I was reading yet another "Has Documentation Failed?" question, and came across this:
... most examples on Docs.SO are not "real-world code". They're artificial, used to explain a specific point.
This got me thinking: what if Documentation has this example thing the wrong way around.
What we have at the minute is collection of topics, each containing examples which demonstrate that topic.
An alternative is to have a collection of examples of code (a "repository", if you will), each tagged with a number of topics which apply to it, where code is voted on according to its quality.
I feel like this alternative would solve some of the major gripes with the existing Documentation platform:
Quality
- If you're going to use reputation as an incentive for documentation purposes, you have to make sure that it encourages useful forms of participation.
- I don't think it's possible to separate "bad" edits from "good" edits
- Should there be a way of checking that those approving edits have demonstrated at least some relevant knowledge?
- If this is collaboration, where we share the work, let us also share the reward, not multiply it.
This seems to be, by far, the most complained about problem with Documentation. Many users are writing "documentation" for the reputation, which has resulted in a lot of "I don't care what change I make, I just want reputation from this example forevermore" kind of edits. This sea of mediocrity is driving people away from making any meaningful contributions.
- People contribute to open source projects because they want to contribute towards a tangible, useful entity, not for internet points. There'd be no need for reputation rewards in this model, which should eliminate this sort of editing.
- With people invested in their projects, low quality checkins/pull requests would be rejected, because others will care about the quality of their code. Because low quality code will be rejected, we get the nice side effect of forcing people to demonstrate relevant knowledge in order to have an edit accepted.
- Having people voting on the quality of examples related to a topic gives a sort of low-level distributed code review, which should improve the quality again.
Plagiarism
This is largely driven by the reputation-seeking users mentioned above.
- Without reputation involved, this wouldn't be as widespread a problem.
- There are other, rather popular version control systems that seem to be doing alright for themselves, even with the potential for plagiarism.
Organisation
- Currently it just looks like a bunch of random topics
- Not only that. Go into a topic. What you see? 20 different topics
- Sometimes examples for tag could also be included in other tags
There's a very loose tree structure by Language/Framework/Library > Topic > Example as things stand. The main Q&A site uses an inverse system of Question > Tags, which works better for finding questions related to a topic. Using the Q&A system deals with the third bullet above straight away.

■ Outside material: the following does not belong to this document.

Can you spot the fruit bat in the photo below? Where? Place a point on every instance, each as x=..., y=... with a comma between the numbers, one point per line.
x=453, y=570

- Tagging code units in the repository uses the same system as the Q&A (and maybe even the same tags?) - examples can belong to multiple topics.
- You want to find code which demonstrates the use of dotnet-httpclient. You open a file in a project and find that several closely related topics are also demonstrated nearby, just because they often go together in real-world code.
- There's no way for "list of things" style topics to emerge - all the code found in a single place ought to be semantically related (in good quality code, at least).
Coherence
There's a distinct lack of agreement over what a Topic is, what an Example should show, what an up/downvote actually signifies. It's been about 20 months since Documentation was announced, and it doesn't seem to have coalesced into a coherent thing.
- A version control system is certainly a coherent idea
- I think that tagging examples of good code in that system to say "this is an example of how we used/did XXX in real code" would be at least a little more focussed than "here are some examples of XXX".
Downsides
I'm not totally delusional - I know there are sizeable issues in trying to get such a system off the ground. To name a few:
- There are a number of successful version control systems already: adding to a crowded marketplace isn't easy.
- It's resource intensive: building a version control system is not a small task.
- How do tags/topics get applied to code?
- Do the coders tag it (opening it up for voting to assess quality)?
- Does an automatic system tag (some of) it?
- Can the codebase be searched, and tags applied if the searcher finds something useful?
- Licensing: Is there a one-size-fits-all approach to licensing, or are licenses decided on a per-project basis? How does this affect plagiarism?
- Holy wars: Some people like Git, some like Mercurial, some like Subversion, some like ... and they all behave differently. What to choose?
So, over to you Stack Overflow community: thoughts?